Bizde âlimler Allah’ın varlığından ziyade, Allah’ın şeriatı üzerine eserler ortaya çıkarırken sufi düşünürler Allah’ın varlığı üzerine düşünceler üretti (ilham!). Allah’ın Adem’e (as) esmaları öğretmesinden yola çıkarak biz insanın yukarıdaki filozofların aksine bulup da öğrenen değil, Allah tarafından öğretilen canlı olduğuna inandık. Aklı da sezgiyi de bir kenara koymadık ancak Allah isterse akılla veya sezgiyle veya her ikisiyle de bilginin, hakikatin kavranabileceğine inandık. Bize göre Tanrı, ebedilik gibi kavramlar bir paradoks değildi, insana uzak da değildi. İbn-i Arabi’nin geliştirdiği düşünceyle, bu düşüncenin vahdeti vücut şeklinde bir kalıba bürünmesiyle bütün kavramların insanda olduğunu öğrendik. İnsan da Allah’tan geldiğine göre hakikat insana zaten apaçıktı. Arayanlar bulamıyorlardı, bulanlar ise ancak arayanlardı. Mutezile bir konuda yanılmıştı, insan İslam üzerine değil Allah inancı üzerine doğar. Hz. İbrahim’in arayışı bunun neticesinde olmuştur, İslam hadisteki gibi eğitimle, hidayetle sonradan kazanılır.
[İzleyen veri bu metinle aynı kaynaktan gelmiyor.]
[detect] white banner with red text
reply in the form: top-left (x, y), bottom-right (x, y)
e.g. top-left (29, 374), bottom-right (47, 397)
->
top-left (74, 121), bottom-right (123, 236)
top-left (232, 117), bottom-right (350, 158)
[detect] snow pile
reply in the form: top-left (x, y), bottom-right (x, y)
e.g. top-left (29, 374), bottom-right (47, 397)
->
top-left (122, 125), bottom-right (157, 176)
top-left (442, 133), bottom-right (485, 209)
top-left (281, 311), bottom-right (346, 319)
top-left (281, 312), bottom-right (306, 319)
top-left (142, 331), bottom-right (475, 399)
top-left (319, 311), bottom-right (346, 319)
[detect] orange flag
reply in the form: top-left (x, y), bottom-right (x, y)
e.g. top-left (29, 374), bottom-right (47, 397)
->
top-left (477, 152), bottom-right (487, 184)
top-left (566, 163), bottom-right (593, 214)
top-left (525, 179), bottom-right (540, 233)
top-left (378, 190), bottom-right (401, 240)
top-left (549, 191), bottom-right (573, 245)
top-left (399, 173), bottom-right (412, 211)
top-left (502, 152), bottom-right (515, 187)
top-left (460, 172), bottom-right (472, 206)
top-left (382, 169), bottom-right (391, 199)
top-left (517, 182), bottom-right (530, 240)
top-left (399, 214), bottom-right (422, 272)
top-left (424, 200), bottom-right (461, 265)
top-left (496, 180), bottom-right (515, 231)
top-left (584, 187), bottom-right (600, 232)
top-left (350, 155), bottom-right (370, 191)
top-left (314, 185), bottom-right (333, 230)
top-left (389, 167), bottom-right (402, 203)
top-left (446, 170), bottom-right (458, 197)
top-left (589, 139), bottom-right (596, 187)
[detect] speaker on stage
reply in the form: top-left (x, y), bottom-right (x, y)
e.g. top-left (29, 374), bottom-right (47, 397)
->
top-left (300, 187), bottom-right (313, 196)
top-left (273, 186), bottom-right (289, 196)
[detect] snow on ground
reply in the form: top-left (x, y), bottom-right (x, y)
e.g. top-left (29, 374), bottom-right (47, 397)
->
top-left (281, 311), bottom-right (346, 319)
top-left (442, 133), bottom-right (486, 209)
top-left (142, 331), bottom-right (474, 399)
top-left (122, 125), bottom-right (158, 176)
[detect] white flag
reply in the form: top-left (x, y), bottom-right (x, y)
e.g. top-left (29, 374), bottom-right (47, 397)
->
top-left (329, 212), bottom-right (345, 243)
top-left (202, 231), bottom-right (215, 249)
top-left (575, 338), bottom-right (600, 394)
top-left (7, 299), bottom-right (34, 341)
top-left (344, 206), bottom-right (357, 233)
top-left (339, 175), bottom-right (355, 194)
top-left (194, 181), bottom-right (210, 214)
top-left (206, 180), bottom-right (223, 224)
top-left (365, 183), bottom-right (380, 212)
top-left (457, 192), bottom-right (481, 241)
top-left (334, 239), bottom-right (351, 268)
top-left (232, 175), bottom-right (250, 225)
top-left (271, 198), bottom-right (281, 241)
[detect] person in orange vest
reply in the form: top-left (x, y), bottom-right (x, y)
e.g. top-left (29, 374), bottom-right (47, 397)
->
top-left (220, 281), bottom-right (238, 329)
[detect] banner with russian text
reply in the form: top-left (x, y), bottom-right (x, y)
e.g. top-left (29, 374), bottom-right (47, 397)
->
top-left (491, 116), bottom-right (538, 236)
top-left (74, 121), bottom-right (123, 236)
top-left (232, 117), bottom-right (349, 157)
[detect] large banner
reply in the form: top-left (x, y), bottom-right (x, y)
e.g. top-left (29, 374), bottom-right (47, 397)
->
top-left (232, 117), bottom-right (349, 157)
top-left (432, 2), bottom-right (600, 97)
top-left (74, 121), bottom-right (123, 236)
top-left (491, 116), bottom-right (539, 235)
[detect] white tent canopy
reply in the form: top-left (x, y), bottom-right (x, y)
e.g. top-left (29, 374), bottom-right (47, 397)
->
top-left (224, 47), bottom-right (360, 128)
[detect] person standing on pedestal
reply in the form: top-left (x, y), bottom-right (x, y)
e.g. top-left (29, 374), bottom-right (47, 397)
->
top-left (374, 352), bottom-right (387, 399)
Hakikatin bir noktasına temas etmiş olsalar da aslını kavrayamadıkları için insanın hiçliği Batı düşüncesinde nihilizme bizde ise fenafillaha ulaştırmıştır. Batı umutsuzluğa, biz ise bilakis Yaratıcıya sığınma umuduna sarılmışızdır bu yüzden. Batı sömürgeci, biz ise merhametle anıldık. Batı kan üzerine bir uygarlık kurdu, biz İslam medeniyeti. Nihilizm intihara, fenafillah ise Allah için yaşamaya, Allah’ta yaşamaya götürdü insanı. Ne diyordu Meriç? Işık Doğu’dan gelir.